Their feedback on the design of the decision criteria for application of map fusion would be very useful.
From basic considerations about how a GPU works, the following rules should give us a valid first order approximation:
- Fuse two (global) Maps if this leads to an increase in the operational intensity, with the goal to decrease memory loads.
- Do not fuse if the resulting kernel would require too many register, i.e. maximize the theoretical occupancy.
What is a bit of a problem is, that the SDFG nodes are processed in non-deterministic order.

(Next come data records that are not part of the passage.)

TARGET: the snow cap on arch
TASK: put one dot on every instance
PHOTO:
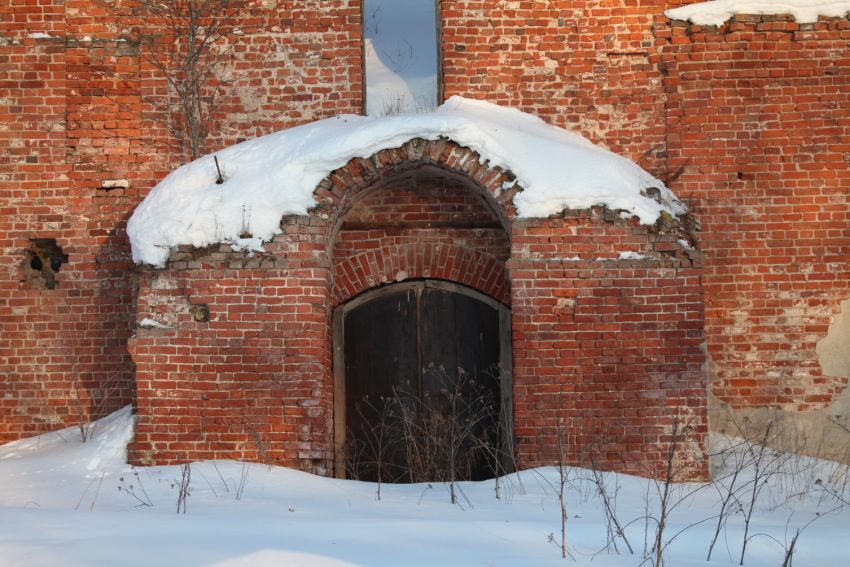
(276, 175)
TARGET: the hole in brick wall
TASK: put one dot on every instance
(43, 260)
(200, 313)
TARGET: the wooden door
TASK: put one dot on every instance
(424, 356)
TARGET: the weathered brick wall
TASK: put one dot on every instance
(606, 343)
(252, 382)
(607, 346)
(421, 225)
(748, 123)
(588, 64)
(759, 131)
(85, 133)
(63, 341)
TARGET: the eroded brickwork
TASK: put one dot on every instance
(748, 123)
(759, 129)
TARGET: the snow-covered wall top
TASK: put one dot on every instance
(716, 12)
(275, 175)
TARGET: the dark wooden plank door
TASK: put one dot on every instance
(426, 344)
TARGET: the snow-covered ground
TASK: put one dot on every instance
(71, 504)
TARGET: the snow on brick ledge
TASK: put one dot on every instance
(716, 12)
(275, 175)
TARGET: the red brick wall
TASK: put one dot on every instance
(588, 64)
(83, 107)
(759, 131)
(424, 225)
(748, 123)
(251, 383)
(607, 349)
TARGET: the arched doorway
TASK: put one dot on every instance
(423, 387)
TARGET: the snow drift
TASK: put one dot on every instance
(717, 12)
(275, 175)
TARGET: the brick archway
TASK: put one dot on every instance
(391, 263)
(344, 187)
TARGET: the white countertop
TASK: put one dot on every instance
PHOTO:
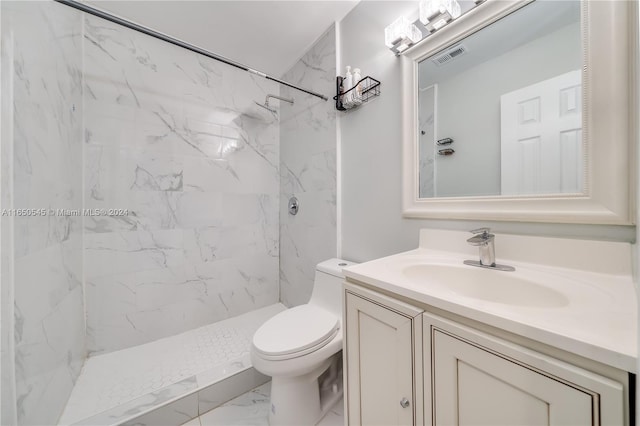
(599, 320)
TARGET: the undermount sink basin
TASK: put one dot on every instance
(490, 285)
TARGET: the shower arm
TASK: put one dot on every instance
(176, 42)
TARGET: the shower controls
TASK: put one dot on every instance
(293, 206)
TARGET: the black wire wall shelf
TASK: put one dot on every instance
(361, 92)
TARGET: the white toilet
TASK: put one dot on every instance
(300, 349)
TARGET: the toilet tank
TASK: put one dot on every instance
(327, 286)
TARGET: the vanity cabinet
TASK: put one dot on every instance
(407, 366)
(383, 353)
(477, 379)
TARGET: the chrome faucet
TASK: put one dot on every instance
(484, 239)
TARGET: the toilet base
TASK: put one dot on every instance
(300, 401)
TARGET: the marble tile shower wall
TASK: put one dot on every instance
(176, 141)
(41, 169)
(308, 171)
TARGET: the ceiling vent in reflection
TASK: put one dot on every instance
(450, 54)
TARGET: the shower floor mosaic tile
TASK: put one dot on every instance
(142, 375)
(252, 409)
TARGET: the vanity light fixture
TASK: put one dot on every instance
(401, 34)
(435, 14)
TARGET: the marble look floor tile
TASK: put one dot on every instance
(209, 353)
(193, 422)
(252, 409)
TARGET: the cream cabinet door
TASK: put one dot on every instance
(382, 356)
(474, 382)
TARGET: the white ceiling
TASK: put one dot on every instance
(269, 36)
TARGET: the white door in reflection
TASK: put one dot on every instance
(541, 137)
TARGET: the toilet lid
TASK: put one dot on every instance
(296, 330)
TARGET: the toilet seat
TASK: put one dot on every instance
(295, 332)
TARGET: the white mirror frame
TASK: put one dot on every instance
(609, 107)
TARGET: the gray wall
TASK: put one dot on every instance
(372, 223)
(308, 171)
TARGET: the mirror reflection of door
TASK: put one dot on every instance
(541, 136)
(464, 86)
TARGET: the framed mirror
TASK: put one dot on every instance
(514, 112)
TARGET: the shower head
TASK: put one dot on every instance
(260, 114)
(267, 107)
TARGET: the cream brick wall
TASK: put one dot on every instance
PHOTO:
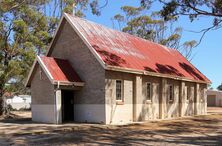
(160, 107)
(69, 46)
(42, 92)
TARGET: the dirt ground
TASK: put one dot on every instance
(199, 130)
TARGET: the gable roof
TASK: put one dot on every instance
(125, 51)
(59, 71)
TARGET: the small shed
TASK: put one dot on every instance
(214, 98)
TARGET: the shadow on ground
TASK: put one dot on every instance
(201, 130)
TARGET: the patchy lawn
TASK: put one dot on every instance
(199, 130)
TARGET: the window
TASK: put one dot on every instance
(40, 74)
(171, 92)
(148, 91)
(188, 93)
(119, 90)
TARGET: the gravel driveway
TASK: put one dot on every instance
(199, 130)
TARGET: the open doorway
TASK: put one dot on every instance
(67, 105)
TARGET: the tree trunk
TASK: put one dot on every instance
(1, 103)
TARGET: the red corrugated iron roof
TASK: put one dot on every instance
(127, 51)
(60, 69)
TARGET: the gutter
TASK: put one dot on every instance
(140, 72)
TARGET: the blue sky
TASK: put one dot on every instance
(208, 55)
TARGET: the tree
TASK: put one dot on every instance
(194, 9)
(23, 31)
(219, 87)
(136, 21)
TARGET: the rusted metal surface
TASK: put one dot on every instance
(128, 51)
(60, 69)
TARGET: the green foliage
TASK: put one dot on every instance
(151, 26)
(26, 29)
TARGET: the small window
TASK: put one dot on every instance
(119, 90)
(148, 91)
(188, 93)
(171, 92)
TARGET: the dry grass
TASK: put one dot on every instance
(200, 130)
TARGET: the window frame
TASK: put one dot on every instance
(169, 95)
(119, 101)
(151, 93)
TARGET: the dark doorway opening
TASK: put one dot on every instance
(67, 105)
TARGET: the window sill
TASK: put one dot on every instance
(119, 102)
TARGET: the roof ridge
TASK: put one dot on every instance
(155, 43)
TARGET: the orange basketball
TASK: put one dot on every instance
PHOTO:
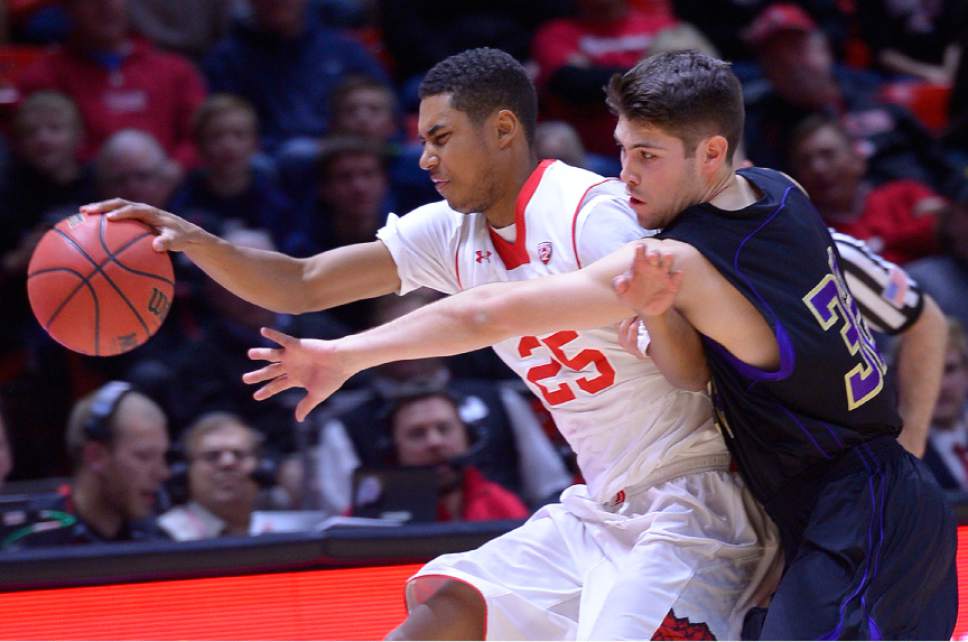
(97, 287)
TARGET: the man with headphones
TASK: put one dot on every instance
(427, 431)
(117, 438)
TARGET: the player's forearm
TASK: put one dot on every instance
(677, 351)
(920, 364)
(267, 279)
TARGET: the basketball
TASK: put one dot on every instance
(97, 287)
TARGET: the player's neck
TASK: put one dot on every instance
(502, 212)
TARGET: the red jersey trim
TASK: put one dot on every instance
(516, 254)
(574, 220)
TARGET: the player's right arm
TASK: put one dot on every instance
(268, 279)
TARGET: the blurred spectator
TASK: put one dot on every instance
(203, 373)
(427, 431)
(517, 454)
(222, 454)
(898, 219)
(576, 56)
(6, 449)
(120, 82)
(913, 38)
(945, 276)
(118, 439)
(187, 27)
(229, 187)
(421, 33)
(132, 165)
(947, 451)
(798, 63)
(46, 177)
(286, 64)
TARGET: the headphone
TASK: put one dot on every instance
(97, 424)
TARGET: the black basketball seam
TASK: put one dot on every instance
(67, 299)
(97, 269)
(113, 256)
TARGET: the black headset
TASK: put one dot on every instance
(97, 424)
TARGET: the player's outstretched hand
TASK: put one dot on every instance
(174, 233)
(650, 284)
(312, 364)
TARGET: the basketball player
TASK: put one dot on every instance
(663, 538)
(798, 387)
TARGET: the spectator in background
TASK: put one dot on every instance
(945, 276)
(222, 454)
(576, 56)
(229, 187)
(118, 439)
(915, 39)
(898, 219)
(187, 27)
(798, 63)
(133, 165)
(427, 430)
(947, 450)
(368, 108)
(120, 82)
(286, 64)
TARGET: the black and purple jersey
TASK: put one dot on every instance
(830, 391)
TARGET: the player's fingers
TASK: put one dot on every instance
(274, 387)
(265, 354)
(104, 206)
(306, 405)
(281, 338)
(270, 371)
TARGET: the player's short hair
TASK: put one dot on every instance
(688, 94)
(216, 105)
(482, 81)
(49, 101)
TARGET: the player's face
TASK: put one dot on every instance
(457, 155)
(828, 168)
(660, 180)
(221, 469)
(137, 466)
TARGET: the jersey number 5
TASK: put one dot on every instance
(831, 301)
(563, 392)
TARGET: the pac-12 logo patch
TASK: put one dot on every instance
(544, 251)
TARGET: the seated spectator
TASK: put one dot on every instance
(945, 276)
(286, 64)
(947, 449)
(518, 454)
(133, 165)
(228, 188)
(118, 439)
(427, 431)
(898, 219)
(796, 59)
(46, 177)
(222, 454)
(120, 82)
(576, 56)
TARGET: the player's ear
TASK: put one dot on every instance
(508, 127)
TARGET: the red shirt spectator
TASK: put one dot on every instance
(576, 56)
(484, 500)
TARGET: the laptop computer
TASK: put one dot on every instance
(401, 494)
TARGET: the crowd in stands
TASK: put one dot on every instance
(290, 125)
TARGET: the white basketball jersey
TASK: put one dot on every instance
(625, 422)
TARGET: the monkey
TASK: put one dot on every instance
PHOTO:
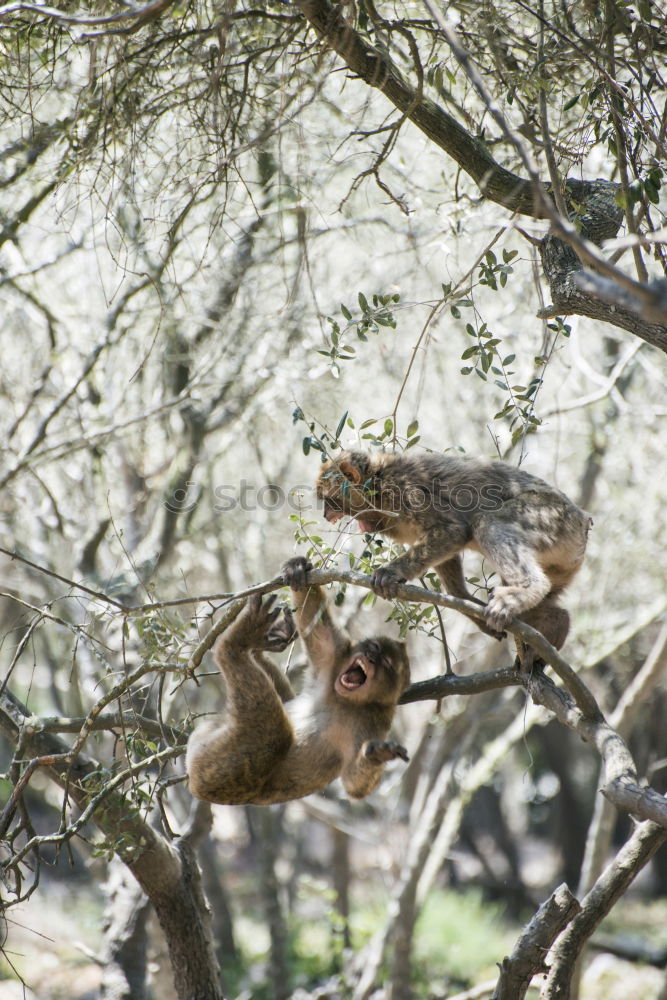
(265, 750)
(441, 505)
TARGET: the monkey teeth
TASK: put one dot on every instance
(354, 676)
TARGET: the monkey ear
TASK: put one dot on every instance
(350, 471)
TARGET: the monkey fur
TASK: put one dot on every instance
(441, 505)
(264, 751)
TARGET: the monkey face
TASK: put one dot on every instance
(377, 670)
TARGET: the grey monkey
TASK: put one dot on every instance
(441, 505)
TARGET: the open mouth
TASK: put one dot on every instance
(356, 674)
(366, 526)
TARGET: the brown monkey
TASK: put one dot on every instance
(440, 505)
(263, 751)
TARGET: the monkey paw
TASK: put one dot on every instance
(386, 581)
(280, 634)
(295, 572)
(256, 625)
(499, 612)
(378, 752)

We might also have to investigate this aspect and make some changes in DaCe.
## Appetite
<!-- Explain how much time we want to spend and how that constrains the solution -->
Technically this project can take any amount of time, however, as stated above we limit it to 2-3 weeks.
## Rabbit holes
<!-- Details about the solution worth calling out to avoid problems -->
The complexity of some transformations, especially Map fusion, is very large.
However, we will limit us to the cases that are expected in GT4Py SDFGs.
## No-gos
<!-- Anything specifically excluded from the concept: functionality or use cases we intentionally aren’t covering to fit the ## appetite or make the problem tractable -->
## Progress
<!-- Don't fill during shaping. This area is for collecting TODOs during building. As first task during building add a preliminary list of coarse-grained tasks for the project and refine them with finer-grained items when it makes sense as you work on them. -->
- [x] Finishing Initial PR ([PR#1594](https://github.com/GridTools/gt4py/pull/1594))
- [ ] Porting to DaCe ([PR#1629](https://github.com/spcl/dace/pull/1629))
- [x] Passing the tests
- [ ] Get approval from Devs
<!--========================================================-->
[^1]: Nabla4 was relatively simple, but if we would write more by hand, we have to make sure that the GTIR we use is comparable to what we will also get later, thus it stands to reason that we should also run the GT4Py optimizations.
Otherwise we might start to optimize for SDFGs that we will not get in the end (an example is common subexpression elimination or "this part is only used in this branch so move the computation inside it").
However, we could also start without them and then just say that everything that we can not handle easily on the DaCe level is left for GT4Py.